Auum hörte ganz in der Nähe den Einschlag eines weiteren Spruchs. Seiner Sache wieder sicher, bog er nach rechts ab und führte die Gefährten einen steil ansteigenden Gang hinauf. Evunns Bogen hatte er sich über die Schulter geschlungen, die Pfeile hatte er aus den Leichen gerissen und in seinen eigenen Köcher gesteckt. Evunn selbst hing benommen zwischen ihm und Duele. Ohnmächtig war er nicht, doch er redete unzusammenhängend und nahm seine Umgebung nicht mehr wahr. Beinahe lief er sogar aus eigener Kraft, doch er stolperte viel zu oft, und so war es einfacher, ihn mitzuschleifen. Er starrte ins Leere, und seine Arme, die Auum und Duele sich über die Schultern gelegt hatten, zuckten hin und wieder.
»Yniss schickt uns eine weitere Prüfung«, sagte Auum.
»Ich frage mich, ob es nicht Ix ist, der uns heute Nacht seine Macht zeigt«, erwiderte Duele.
Das war durchaus möglich. Der launische Gott des Mana-Elements zerstörte gern Yniss’ Werke und lachte entzückt über die Nöte seiner Diener. Auum war jedoch entschlossen, als Letzter und am lautesten zu lachen. Sein Zorn war verflogen, sobald vor ihm der letzte Xeteskianer mit weit aufgerissenen Augen voller Angst an seinem eigenen Blut erstickt war. Was nun an die Stelle seines Zorns trat, war womöglich noch gefährlicher.

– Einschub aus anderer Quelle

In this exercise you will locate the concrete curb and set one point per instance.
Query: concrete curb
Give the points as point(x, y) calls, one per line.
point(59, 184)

Vor ihm erklang ein Stimmengewirr. Irgendjemand stieß einen Schmerzschrei aus, jemand rief Befehle, dann tappten eilige Schritte. Stahl klirrte, und er konnte den Geruch von Feuer und den Gestank des Todes wahrnehmen. Durch einen düsteren Gang, wo die Lichtsprüche schwächer und die Schatten etwas tiefer waren, rannte er in Richtung des Lärms.
Der Gang veränderte sich. Die TaiGethen erreichten eine Kreuzung, deren Wände mit Holz vertäfelt waren. Auum schob den Kopf um die Ecke. Zwei Wächter standen vor einer offenen Tür und spähten in den Raum dahinter. Narren waren sie. Hinter ihnen ertönten Kampfgeräusche.
»Wir haben sie gefunden«, verkündete Auum.
Sie legten Evunn ab. Er hatte nicht genug Kraft, sich zu sträuben, sondern lächelte nur leicht und schloss die Augen.
»Zwei Gegner«, sagte Auum. »Ich übernehme den linken.«
Die TaiGethen sprangen geschmeidig und mit gespannten Bogensehnen um die Ecke herum. Die Soldaten spürten die Gefahr und drehten sich gleichzeitig um, hoben die Armbrüste und wollten feuern, doch der Tod war schon zu nahe, und ihre Reaktion kam viel zu spät.
»Lass sie beim nächsten Angriff die Tür zerstören und halte dich bereit«, sagte der Unbekannte Krieger.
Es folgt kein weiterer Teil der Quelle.